In Georgia, about 86,000 customers were without electricity Thursday night after the storm system carved a path across a tier of counties just south of Atlanta.
The storm hit in Griffin, south of Atlanta, with winds damaging a shopping area, local news outlets reported. A Hobby Lobby store partially lost its roof, and at least one car was flipped in the parking lot of a nearby Walmart.
Damage was also reported west of downtown Atlanta in Douglas County and Cobb County, with Cobb County government posting a damage report showing a crumbled cinder block wall at a warehouse in suburban Austell.
In Kentucky, the National Weather Service in Louisville confirmed that an EF-1 tornado struck Mercer County and said crews were surveying damage in a handful of other counties. There were reports of downed trees, power outages and other scattered damage from storms that moved through the state.
Three factors — a natural La Nina weather cycle, warming of the Gulf of Mexico likely related to climate change and a decades-long shift of tornadoes from the west to east — came together to make Thursday’s tornado outbreak unusual and damaging, said Victor Gensini, a meteorology professor at Northern Illinois University who studies tornado trends.
The La Nina, a cooling of parts of the Pacific that changes weather worldwide, was a factor in making a wavy jet stream that brought a cold front through, Gensini said. But that’s not enough for a tornado outbreak.

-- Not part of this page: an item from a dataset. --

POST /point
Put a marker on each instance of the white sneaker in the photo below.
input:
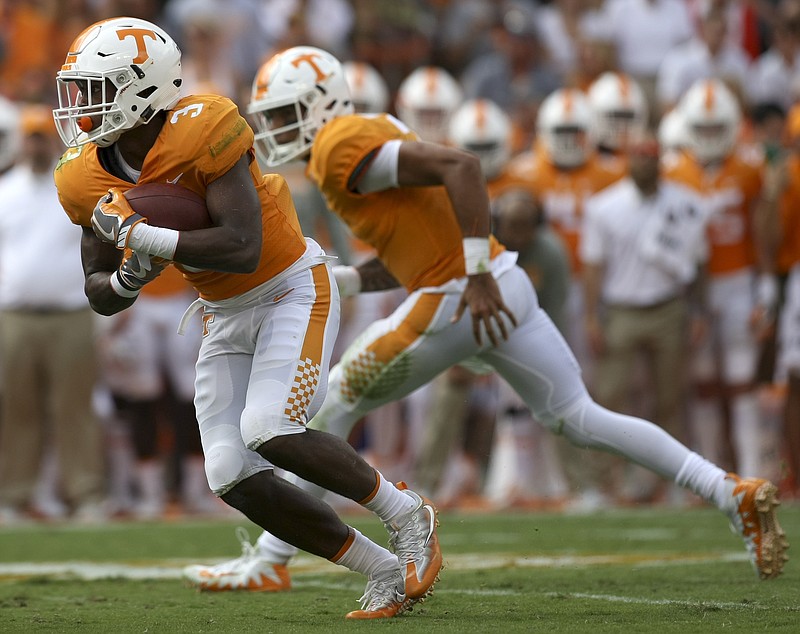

What’s needed is moisture. Normally the air in the Southeast is fairly dry this time of year but the dew point was twice what is normal, likely because of unusually warm water in the Gulf of Mexico, which is likely influenced by climate change. That moisture hit the cold front and everything was in place, Gensini said. Add to that the fact that over the last few decades tornadoes have been generally forming more east of the Mississippi River and less in what is considered tornado alley in the Great Plains.